Solr SnowballPorterFilterFactory for index and query analyzers

7.5k views Asked by At

I use SnowballPorterFilterFactory for index and query analyzers. When i search for "profession" word. Solr successfully finds only articles that contains "profession", but i want "professional" "professionalism" ...

This is the current configuration on schema.xml

<fieldType name="text" class="solr.TextField" positionIncrementGap="100">
    <analyzer type="index">
        <tokenizer class="solr.StandardTokenizerFactory"/>
        <filter class="solr.LowerCaseFilterFactory"/>
        <filter class="solr.WordDelimiterFilterFactory" generateWordParts="1" generateNumberParts="1" catenateWords="1" catenateNumbers="1" catenateAll="1" splitOnCaseChange="1"/>
        <filter class="solr.ASCIIFoldingFilterFactory" />
        <filter class="solr.SnowballPorterFilterFactory" language="French"/>
        <filter class="solr.StopFilterFactory" ignoreCase="true" words="stopwords.txt"/>

    </analyzer>
    <analyzer type="query">
        <tokenizer class="solr.StandardTokenizerFactory"/>
        <filter class="solr.LowerCaseFilterFactory"/>
        <filter class="solr.WordDelimiterFilterFactory" generateWordParts="0" generateNumberParts="0" catenateWords="0" catenateNumbers="0" catenateAll="0" splitOnCaseChange="0"/>
        <filter class="solr.ASCIIFoldingFilterFactory" />
        <filter class="solr.SnowballPorterFilterFactory" language="French"/>
        <filter class="solr.StopFilterFactory" ignoreCase="true" words="stopwords.txt"/>
    </analyzer>
</fieldType>
1

There are 1 answers

5
harmstyler On

What is happening is porter is over-stemming your query. When you search for profession your keyword gets stemmed down to profess, whereas profession professional and professionalism are all stored in the index as profession.

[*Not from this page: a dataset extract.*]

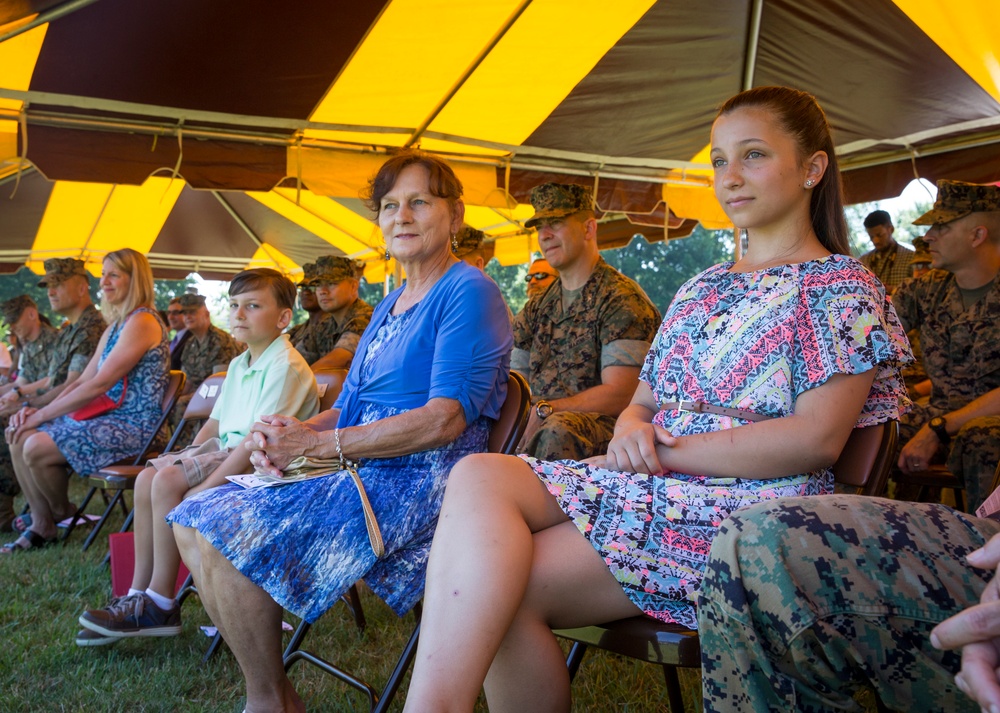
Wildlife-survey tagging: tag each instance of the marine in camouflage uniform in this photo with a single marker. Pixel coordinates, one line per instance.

The only real way you are going to get around this is by adding another fieldType where you do not stem your query.

Something like:

<fieldType name="text_unstemmed_query" class="solr.TextField" positionIncrementGap="100">
    <analyzer type="index">
        <tokenizer class="solr.StandardTokenizerFactory"/>
        <filter class="solr.LowerCaseFilterFactory"/>
        <filter class="solr.WordDelimiterFilterFactory" generateWordParts="1" generateNumberParts="1" catenateWords="1" catenateNumbers="1" catenateAll="1" splitOnCaseChange="1"/>
        <filter class="solr.ASCIIFoldingFilterFactory" />
        <filter class="solr.SnowballPorterFilterFactory" language="French"/>
        <filter class="solr.StopFilterFactory" ignoreCase="true" words="stopwords.txt"/>
    </analyzer>
    <analyzer type="query">
        <tokenizer class="solr.StandardTokenizerFactory"/>
        <filter class="solr.LowerCaseFilterFactory"/>
        <filter class="solr.WordDelimiterFilterFactory" generateWordParts="0" generateNumberParts="0" catenateWords="0" catenateNumbers="0" catenateAll="0" splitOnCaseChange="0"/>
        <filter class="solr.ASCIIFoldingFilterFactory" />
        <filter class="solr.StopFilterFactory" ignoreCase="true" words="stopwords.txt"/>
    </analyzer>
</fieldType>

With a copyfield like:

<copyField source="your_text_field" dest="text_unstem_query_field"/>